| sk_cmean {snapKrig} | R Documentation |
Compute kriging predictor (or variance) for an sk grid
Description
Evaluates the kriging prediction equations to find the expected value (mean) of
the spatial process for g at all grid points, including unobserved ones.
Usage
sk_cmean(
g,
pars,
X = NA,
what = "p",
out = "s",
fac_method = "chol",
fac = NULL,
quiet = FALSE
)
Arguments
g |
an sk grid or list accepted by |
pars |
list of form returned by |
X |
sk grid, numeric, vector, matrix, or NA: the mean, or its linear predictors |
what |
character, what to compute: one of 'p' (predictor), 'v' (variance), or 'm' (more) |
out |
character, the return object, either 's' (sk grid) or 'v' (vector) |
fac_method |
character, either 'chol' or 'eigen' |
fac |
(optional) pre-computed factorization of covariance matrix scaled by partial sill |
quiet |
logical indicating to suppress console output |
Details
This predicts a noiseless version of the random process from which grid g was
sampled, conditional on the observed data, and possibly a set of covariates. It is
optimal in the sense of minimizing mean squared prediction error under the covariance
model specified by pars, and assuming the predictions are a linear combination of
the observed data.
The estimation method is determined by X. Set this to 0 and supply a de-trended
g to do simple kriging. Set it to NA to estimate a spatially uniform mean (ordinary
kriging). Or pass covariates to X, either as multi-layer sk grid or matrix, to do
universal kriging. See sk_GLS for details on specifying X in this case.

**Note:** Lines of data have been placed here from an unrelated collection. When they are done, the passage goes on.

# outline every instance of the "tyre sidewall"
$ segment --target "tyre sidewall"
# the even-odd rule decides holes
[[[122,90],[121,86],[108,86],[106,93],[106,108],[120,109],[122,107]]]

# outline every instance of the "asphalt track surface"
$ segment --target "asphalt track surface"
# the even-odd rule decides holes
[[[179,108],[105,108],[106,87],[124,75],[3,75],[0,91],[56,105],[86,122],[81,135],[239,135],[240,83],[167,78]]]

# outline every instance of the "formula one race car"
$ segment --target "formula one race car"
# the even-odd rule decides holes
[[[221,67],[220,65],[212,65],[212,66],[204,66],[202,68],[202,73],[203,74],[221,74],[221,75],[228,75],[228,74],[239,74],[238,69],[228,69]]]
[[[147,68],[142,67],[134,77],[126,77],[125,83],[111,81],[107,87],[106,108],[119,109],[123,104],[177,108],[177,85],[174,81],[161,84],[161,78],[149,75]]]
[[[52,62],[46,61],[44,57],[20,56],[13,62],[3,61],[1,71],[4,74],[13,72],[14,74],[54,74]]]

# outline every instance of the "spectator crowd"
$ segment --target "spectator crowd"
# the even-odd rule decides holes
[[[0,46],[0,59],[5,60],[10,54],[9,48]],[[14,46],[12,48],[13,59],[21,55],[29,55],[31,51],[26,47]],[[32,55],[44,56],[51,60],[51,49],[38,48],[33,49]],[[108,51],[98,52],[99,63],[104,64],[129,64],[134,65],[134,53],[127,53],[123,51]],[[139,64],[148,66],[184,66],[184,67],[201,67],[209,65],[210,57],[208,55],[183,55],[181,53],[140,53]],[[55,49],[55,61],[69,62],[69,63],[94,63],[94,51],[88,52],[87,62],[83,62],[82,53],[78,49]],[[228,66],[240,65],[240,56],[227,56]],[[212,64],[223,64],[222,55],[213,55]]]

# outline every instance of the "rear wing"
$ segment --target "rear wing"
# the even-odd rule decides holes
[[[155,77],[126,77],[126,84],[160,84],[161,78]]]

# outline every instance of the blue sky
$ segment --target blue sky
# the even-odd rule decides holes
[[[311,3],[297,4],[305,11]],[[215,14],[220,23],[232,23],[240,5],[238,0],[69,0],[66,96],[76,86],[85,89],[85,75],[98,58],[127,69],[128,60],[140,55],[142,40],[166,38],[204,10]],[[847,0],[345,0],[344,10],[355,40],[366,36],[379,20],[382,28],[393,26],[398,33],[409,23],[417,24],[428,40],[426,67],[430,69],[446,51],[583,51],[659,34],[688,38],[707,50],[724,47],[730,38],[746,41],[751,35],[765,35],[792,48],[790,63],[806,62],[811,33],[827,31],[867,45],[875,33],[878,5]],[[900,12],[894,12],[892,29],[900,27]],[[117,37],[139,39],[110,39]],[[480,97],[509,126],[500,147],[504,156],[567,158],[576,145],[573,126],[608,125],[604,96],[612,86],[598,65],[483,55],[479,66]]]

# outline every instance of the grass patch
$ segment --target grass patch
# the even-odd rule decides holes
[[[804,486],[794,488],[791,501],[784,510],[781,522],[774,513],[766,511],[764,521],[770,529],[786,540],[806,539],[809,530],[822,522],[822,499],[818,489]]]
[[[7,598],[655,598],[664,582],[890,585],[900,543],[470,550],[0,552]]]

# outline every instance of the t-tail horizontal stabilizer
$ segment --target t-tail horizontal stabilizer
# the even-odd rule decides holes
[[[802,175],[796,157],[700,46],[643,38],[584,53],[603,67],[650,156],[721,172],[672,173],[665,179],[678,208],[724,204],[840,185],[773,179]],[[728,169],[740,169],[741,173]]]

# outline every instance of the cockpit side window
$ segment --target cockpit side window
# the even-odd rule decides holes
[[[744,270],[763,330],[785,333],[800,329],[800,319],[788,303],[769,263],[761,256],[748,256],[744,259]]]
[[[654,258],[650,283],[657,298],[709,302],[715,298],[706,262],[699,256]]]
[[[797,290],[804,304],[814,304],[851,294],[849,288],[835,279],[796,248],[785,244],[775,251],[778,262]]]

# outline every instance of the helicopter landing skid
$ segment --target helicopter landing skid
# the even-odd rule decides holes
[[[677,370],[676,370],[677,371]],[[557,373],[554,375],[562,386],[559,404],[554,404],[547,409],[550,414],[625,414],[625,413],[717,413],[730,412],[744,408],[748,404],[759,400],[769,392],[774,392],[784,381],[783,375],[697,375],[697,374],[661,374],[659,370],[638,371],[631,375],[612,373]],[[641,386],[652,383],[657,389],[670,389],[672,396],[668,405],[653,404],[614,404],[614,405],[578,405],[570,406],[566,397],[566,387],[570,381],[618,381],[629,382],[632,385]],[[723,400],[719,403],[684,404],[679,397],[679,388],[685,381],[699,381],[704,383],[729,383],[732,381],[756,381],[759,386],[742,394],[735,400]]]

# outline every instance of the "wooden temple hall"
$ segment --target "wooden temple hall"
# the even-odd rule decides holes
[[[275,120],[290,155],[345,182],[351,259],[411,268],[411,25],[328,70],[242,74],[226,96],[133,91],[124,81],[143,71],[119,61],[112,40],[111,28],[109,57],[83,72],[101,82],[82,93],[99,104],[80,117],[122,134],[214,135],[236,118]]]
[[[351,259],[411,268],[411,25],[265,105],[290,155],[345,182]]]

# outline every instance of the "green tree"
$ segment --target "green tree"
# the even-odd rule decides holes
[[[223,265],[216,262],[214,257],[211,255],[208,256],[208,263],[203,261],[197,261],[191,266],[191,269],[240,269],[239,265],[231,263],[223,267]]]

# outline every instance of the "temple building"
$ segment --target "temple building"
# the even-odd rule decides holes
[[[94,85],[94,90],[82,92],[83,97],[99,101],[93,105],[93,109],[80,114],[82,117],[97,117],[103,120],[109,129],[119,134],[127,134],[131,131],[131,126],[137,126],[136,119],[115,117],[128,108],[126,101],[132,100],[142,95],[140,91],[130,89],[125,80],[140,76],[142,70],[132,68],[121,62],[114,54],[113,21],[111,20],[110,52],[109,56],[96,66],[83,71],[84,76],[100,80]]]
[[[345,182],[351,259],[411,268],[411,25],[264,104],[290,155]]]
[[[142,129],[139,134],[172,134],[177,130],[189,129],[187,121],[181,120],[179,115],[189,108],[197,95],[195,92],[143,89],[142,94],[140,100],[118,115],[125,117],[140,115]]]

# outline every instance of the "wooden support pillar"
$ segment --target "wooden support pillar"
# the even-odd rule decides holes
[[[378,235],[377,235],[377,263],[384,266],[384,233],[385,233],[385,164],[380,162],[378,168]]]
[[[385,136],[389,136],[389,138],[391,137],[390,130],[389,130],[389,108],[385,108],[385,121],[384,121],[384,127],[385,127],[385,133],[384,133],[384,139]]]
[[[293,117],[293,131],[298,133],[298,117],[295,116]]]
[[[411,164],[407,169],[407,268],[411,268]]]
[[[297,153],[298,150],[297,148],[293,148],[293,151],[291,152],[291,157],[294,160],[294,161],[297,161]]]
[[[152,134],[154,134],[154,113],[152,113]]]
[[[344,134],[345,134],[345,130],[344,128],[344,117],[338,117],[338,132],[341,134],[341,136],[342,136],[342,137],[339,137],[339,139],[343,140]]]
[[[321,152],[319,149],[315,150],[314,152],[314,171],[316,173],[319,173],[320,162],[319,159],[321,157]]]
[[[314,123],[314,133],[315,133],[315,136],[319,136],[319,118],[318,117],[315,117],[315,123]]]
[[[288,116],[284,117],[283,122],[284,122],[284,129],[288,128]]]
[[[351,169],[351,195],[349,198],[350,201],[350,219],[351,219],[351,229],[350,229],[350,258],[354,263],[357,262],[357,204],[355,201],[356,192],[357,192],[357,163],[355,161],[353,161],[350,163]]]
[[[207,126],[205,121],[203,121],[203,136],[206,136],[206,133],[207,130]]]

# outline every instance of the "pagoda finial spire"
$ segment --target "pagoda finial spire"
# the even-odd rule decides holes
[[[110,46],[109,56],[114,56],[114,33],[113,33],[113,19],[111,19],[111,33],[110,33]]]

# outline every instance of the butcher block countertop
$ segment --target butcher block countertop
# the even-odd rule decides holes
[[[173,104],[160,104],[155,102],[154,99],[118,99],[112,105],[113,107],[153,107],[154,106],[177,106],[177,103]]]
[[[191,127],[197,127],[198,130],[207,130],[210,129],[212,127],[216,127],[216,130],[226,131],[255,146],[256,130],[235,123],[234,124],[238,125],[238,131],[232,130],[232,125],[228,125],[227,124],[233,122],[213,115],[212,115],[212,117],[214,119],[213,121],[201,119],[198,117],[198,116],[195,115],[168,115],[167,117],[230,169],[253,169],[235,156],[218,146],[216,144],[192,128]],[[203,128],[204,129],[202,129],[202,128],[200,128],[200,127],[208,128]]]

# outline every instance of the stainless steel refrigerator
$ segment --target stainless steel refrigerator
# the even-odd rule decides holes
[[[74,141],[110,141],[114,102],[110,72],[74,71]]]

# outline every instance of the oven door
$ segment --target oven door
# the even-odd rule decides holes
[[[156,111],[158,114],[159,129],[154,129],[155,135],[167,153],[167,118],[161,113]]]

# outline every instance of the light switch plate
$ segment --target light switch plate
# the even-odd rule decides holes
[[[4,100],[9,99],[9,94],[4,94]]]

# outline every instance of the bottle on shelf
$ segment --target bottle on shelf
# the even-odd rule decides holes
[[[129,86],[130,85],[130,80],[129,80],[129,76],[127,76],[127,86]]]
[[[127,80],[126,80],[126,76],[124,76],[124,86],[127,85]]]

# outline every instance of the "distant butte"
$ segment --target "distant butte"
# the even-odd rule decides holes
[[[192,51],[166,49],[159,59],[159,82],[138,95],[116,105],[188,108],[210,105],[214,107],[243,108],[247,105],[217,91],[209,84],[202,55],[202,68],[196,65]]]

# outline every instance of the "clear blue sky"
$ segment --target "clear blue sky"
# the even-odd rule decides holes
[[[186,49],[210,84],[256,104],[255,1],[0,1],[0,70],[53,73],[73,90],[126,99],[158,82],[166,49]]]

Set what='v' to return the point-wise kriging variance. This usually takes much
longer to evaluate than the prediction, but the computer memory demands are similar.
A progress bar will be printed to console in this case unless quiet=TRUE.
Technical notes
All calculations returned by sk_cmean are exact. Our implementation is based on the
variance decomposition suggested in section 3.4 (p. 153-155) of Cressie (1993), and uses a
loop over eigen-vectors (for observed locations) to compute variance iteratively.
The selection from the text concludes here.